Perspectives and Positions: Mr. T
Scenario #5: Mr. T’s Video Clip
Elsewhere, I discuss how this research project on the ways young people document to critique (e.g., digitally, in print, orally) gentrification in Harlem extended into video interviews with high school teachers, other students, and local community members. In the above clip, Mr. T, a teacher at a local high school, talked about misunderstandings of the meanings of gentrification, whiteness, ethnic succession, and getting “pushed out” of Harlem. His focus on being pushed out of the community relates, in many ways, to Kim’s attention to the struggle of longtime residents to not be “push[ed] to the back” for the sake of newness (e.g., new residents, economic changes, new condos, a new Harlem). Such a connection situates these literacy narratives and videos on gentrification within a larger discourse on shared meanings of community change from voices that are traditionally ignored in public debates. Kim, her peers, and Mr. T, as participants in the community, are well aware of the consequences of gentrification on cultural, social, political, and economic structures as well as on demographic trends. It is this awareness that comes through in the video clips and that helps participants make sense of the value of being seen and heard on camera. It is also this awareness that contributes to how they take up literacy—through expressed words, in writing, in the physical languages of their bodies in front of and behind the camera—as they openly critique gentrification.

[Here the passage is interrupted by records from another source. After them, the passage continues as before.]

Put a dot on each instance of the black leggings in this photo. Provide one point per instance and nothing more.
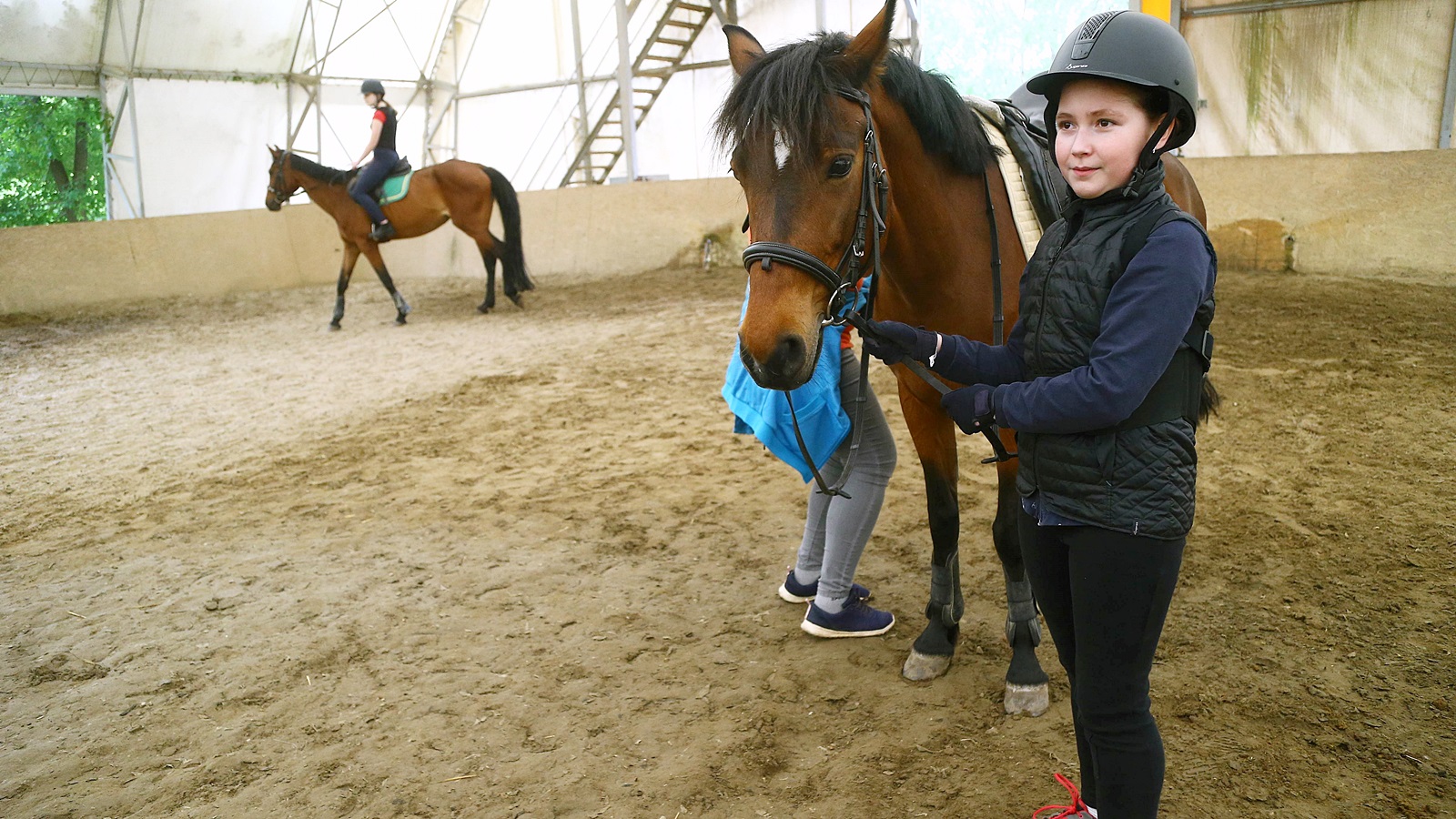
(1106, 596)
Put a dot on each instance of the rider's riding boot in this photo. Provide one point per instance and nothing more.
(382, 232)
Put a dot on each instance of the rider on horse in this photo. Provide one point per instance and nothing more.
(382, 145)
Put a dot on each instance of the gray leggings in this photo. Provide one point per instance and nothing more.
(837, 528)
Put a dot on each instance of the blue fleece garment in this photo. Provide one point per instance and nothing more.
(1143, 322)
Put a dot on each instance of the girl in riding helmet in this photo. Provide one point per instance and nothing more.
(1101, 378)
(382, 145)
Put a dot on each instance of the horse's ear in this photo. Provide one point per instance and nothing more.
(743, 48)
(866, 51)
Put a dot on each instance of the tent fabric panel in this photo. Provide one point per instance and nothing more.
(257, 36)
(204, 143)
(38, 31)
(1322, 79)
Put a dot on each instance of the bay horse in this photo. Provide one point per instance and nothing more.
(451, 191)
(812, 127)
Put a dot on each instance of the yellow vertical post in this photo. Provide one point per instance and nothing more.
(1161, 9)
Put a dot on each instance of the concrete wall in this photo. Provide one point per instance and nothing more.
(1341, 215)
(1347, 215)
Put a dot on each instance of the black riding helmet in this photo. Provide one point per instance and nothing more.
(1132, 47)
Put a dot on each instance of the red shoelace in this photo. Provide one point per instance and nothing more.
(1067, 809)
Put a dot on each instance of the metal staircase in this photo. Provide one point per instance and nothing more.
(660, 57)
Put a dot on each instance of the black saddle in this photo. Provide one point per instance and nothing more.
(399, 169)
(1028, 146)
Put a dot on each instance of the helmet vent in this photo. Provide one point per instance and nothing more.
(1096, 25)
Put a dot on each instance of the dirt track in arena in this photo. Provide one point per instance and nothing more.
(517, 566)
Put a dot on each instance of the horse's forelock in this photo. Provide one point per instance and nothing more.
(790, 94)
(785, 94)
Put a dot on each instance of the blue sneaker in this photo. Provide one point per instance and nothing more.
(795, 592)
(858, 620)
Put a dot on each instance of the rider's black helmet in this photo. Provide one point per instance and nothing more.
(1132, 47)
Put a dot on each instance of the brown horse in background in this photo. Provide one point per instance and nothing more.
(451, 191)
(798, 123)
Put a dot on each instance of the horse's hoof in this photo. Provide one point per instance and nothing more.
(921, 668)
(1026, 700)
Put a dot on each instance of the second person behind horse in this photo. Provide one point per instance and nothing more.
(386, 157)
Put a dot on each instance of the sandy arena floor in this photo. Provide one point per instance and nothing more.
(517, 566)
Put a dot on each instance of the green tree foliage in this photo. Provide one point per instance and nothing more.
(51, 155)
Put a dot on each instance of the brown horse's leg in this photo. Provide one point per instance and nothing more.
(488, 256)
(935, 443)
(378, 261)
(351, 257)
(1026, 681)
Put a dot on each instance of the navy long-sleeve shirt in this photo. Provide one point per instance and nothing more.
(1145, 319)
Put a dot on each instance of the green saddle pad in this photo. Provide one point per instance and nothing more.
(395, 188)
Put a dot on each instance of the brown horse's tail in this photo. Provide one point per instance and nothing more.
(513, 257)
(1208, 399)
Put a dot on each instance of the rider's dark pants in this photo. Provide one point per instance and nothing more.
(1106, 596)
(370, 178)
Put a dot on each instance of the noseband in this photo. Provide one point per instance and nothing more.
(844, 278)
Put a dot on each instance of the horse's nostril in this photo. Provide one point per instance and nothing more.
(786, 358)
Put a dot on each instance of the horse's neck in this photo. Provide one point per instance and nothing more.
(328, 196)
(938, 249)
(936, 213)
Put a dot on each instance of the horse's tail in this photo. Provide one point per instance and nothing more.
(1208, 399)
(513, 257)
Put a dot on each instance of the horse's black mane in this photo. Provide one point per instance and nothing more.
(322, 172)
(791, 87)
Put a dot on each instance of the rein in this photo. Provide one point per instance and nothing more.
(842, 278)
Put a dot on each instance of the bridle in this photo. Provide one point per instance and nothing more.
(842, 281)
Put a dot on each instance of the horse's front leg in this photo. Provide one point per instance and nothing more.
(935, 442)
(351, 257)
(1026, 681)
(378, 261)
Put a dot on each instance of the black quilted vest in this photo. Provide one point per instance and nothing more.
(1128, 480)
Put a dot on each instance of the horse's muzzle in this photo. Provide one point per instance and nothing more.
(790, 363)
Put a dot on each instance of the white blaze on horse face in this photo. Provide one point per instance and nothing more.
(781, 150)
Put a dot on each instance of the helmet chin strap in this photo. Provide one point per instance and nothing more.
(1149, 157)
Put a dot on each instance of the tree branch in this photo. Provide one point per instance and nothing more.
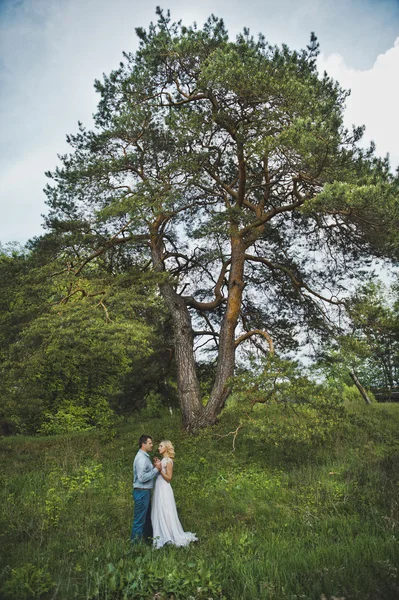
(249, 334)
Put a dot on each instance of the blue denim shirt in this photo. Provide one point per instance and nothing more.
(143, 471)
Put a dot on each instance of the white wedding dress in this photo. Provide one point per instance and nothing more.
(165, 522)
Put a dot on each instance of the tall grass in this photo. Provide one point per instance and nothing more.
(290, 520)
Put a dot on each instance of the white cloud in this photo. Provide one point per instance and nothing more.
(374, 98)
(51, 52)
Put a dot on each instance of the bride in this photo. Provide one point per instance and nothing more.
(165, 522)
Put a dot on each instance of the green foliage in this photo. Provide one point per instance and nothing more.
(75, 350)
(27, 582)
(273, 521)
(145, 578)
(370, 345)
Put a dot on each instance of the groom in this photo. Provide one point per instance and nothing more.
(144, 474)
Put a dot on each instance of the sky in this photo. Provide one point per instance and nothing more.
(51, 51)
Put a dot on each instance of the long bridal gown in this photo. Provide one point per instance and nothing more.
(165, 522)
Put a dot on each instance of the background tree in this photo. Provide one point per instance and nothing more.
(369, 350)
(225, 168)
(78, 353)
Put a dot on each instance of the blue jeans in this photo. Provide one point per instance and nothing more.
(142, 528)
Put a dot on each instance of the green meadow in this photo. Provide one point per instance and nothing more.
(280, 514)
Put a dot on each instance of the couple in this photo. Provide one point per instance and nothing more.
(160, 523)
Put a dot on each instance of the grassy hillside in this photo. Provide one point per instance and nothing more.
(288, 515)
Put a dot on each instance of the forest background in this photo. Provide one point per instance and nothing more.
(219, 220)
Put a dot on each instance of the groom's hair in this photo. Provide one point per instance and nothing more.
(143, 439)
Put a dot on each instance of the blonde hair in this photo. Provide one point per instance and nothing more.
(169, 448)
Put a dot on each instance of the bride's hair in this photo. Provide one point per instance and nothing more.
(169, 448)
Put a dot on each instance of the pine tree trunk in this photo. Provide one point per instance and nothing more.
(360, 387)
(226, 356)
(187, 380)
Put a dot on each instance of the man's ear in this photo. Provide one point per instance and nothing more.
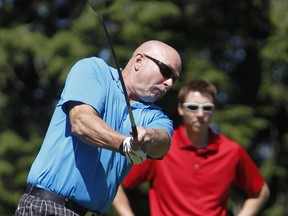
(138, 62)
(180, 109)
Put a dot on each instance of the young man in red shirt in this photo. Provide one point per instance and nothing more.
(195, 177)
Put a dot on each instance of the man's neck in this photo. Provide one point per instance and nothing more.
(199, 139)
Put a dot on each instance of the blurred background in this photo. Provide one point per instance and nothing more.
(241, 46)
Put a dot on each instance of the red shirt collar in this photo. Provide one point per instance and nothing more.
(185, 143)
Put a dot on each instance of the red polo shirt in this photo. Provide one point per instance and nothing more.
(191, 181)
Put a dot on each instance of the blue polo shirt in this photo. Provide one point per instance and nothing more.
(86, 174)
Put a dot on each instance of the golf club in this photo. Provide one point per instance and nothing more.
(96, 5)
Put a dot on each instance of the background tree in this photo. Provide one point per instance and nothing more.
(240, 46)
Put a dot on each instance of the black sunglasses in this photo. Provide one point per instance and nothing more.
(164, 69)
(207, 108)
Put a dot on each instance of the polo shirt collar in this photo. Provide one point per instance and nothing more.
(185, 143)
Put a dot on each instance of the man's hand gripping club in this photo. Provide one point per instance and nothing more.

Mr. T’s own involvement within the shifting community is highly mediated by multiple literacy narratives. The ways he reads and re/reads the physical and human signs of newness in Harlem are constructed around how he situates himself in this space, one that, according to him, has “an already established black population.” This community, like many others across the United States, is undergoing “tremendous changes” associated with gentrification, spatial re-appropriation, and also dire economic times (see Forbes.com’s “Real Estate: The End of Gentrification?”). Thus, some communities that have seen expensive housing constructions, land re/developments, and the influx of retail businesses within the last twelve years are now experiencing either a reverse effect or a temporary halt to these changes (for additional information, see "Surviving after the Boom in Harlem" from The New York Times). What do these acts say about, or signify for, the ways people read their lives and interact within local communities before, during, and/or after spatial changes?
Such acts, for Mr. T, points to the value of human involvement in the community, which implies a level of civic and democratic engagement in the decision-making processes happening there. His own feelings about gentrification, expressed in the above video clip, speak well to this point: “What I see here is white-ification. Let’s face it.” This comment is related to other comments he shared with Phillip and me: “What are we doing about these changes?”; “You can’t just move to a community without knowing about it and the people who reside there”; and “A community must have people who are willing to protect it…participate in what’s going on. Point blank.” This latter point about participation is grounded in Mr. T’s belief that residents, both current and longtime, must meaningfully contribute to the livelihood of their community (see Kinloch, 2009). In other video clips and interviews, Mr. T’s conscious involvement, or engagement, with the video camera—how he used it to deliver a powerful message, “Please, please, don’t push me out!”—was purposeful and intentional. Whether he realized it or not, he was relying on media texts, in this case the video camera, to narrate his story of belonging, place, place-making, and place-taking. Doing so allowed him to visually construct a narrative that privileged community involvement over gentrification while questioning meanings of change through readings of specific acts and activities happening throughout Harlem.
The connections across the scenes with Phillip, Khaleeq, Kim, Samantha, and Mr. T are reflected in Mr. T’s insistence for people to figure out “exactly what is going on” in Harlem. Project participants were all relying on media texts to exchange perspectives, consider meanings of gentrification, and contemplate the effects—negative and positive—of spatial change. Although we did not always talk about the value of media texts and the role played by the video camera, participants were aware that it was there, that it was on, and that it afforded them (and me) an opportunity to be heard when they felt otherwise ignored in the larger, more public conversations going on around urban gentrification. Hence, their individual reactions to gentrification, as highlighted in the video clips and in Table 1, should be accounted for in debates on spatial change in ways that privilege acts and strategies in literacy and their connections to multimodality.